果実表面を保護し、カビの発生を防ぎます。

ダコニール

環境全体に散布して防除します。

感染しやすい品種

柑橘類

(オレンジ、レモンなど):果皮が柔らかく傷がつきやすいため。

リンゴ

表面の傷が感染源になりやすいです。

ジャガイモ

貯蔵中の湿度管理が不十分だと感染します。

ブドウ

薄い果皮がカビの侵入を許しやすいです。

青かび病についてのQ&A

青かび病はなぜ発生するの?

青かび病は、Penicillium属のカビによって引き起こされます。主に果実や野菜の傷口から侵入し、湿度が高い環境で繁殖します。このカビは傷口から栄養を吸収して成長するため、収穫時や貯蔵中の丁寧な取り扱いが重要です。

青かび病のカビは人体に有害?

一部のPenicillium菌は毒素(ミコトキシン)を生成します。これが付着した果実や野菜を摂取すると、消化器官に悪影響を及ぼす可能性があります。外側のカビを取り除くだけでは安全とはいえないため、感染部分が確認された場合は廃棄が推奨されます。

青かび病と青カビチーズのカビは同じ?

同じPenicillium属に分類されますが、青カビチーズに使用される菌は特定の無毒な種です。病害を引き起こす菌と異なり、安全に加工されています。

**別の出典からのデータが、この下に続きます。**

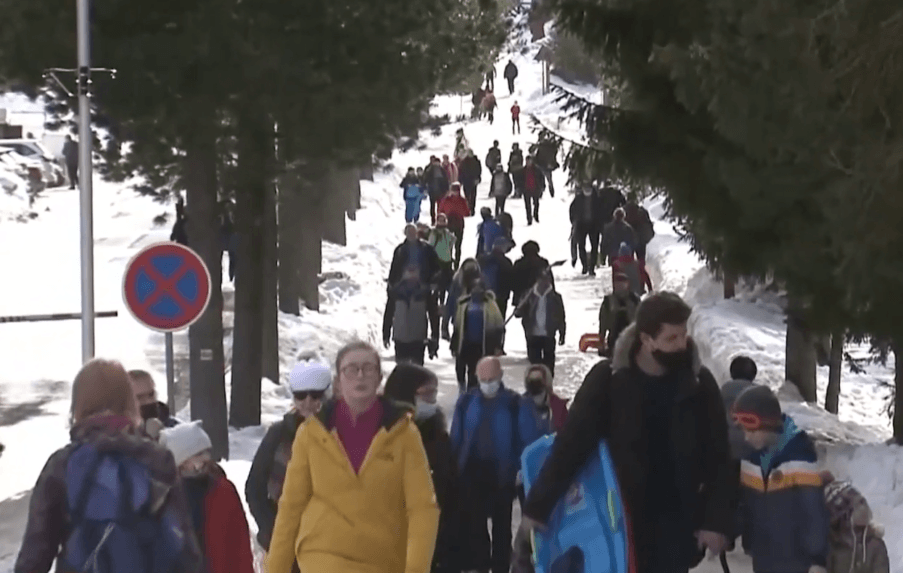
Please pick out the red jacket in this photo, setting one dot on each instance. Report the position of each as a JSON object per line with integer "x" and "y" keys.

ただし、貯蔵病害の原因となる菌は毒素を生成する可能性があり、食用には適しません。

青かび病が発生しやすい品種は?

柑橘類やリンゴなどの果皮が薄く、傷がつきやすい品種が特に感染しやすいです。例えば、レモンやオレンジは典型的な被害例として知られています。また、貯蔵が長期に及ぶ作物は、湿度管理が重要です。

青かび病を防ぐ意外なポイントは?

冷蔵庫内で果実や野菜を保存する際、傷つけないように柔らかい布や紙で包むことが効果的です。また、通気性を確保するため、ビニール袋ではなく穴の開いた袋を使用するのがおすすめです。これにより湿度がこもらず、病害発生のリスクが低減します。

豆知識: ペニシリンの発見と青かび病
青かび病の原因菌であるPenicillium属は、抗生物質「ペニシリン」を生み出した菌と同じ仲間です。ペニシリンの発見が人類に多大な恩恵をもたらした一方、農作物には脅威となるのは興味深い事実です。

まとめ

青かび病は湿度と傷口が主な原因となる真菌性の病害です。

特に梅雨や夏など湿度の高い季節に発生しやすいため、適切な環境管理と薬剤の使用が重要です。

柑橘類やリンゴなどの果実が特に感染しやすいため、収穫時の取り扱いや貯蔵環境の見直しを徹底しましょう。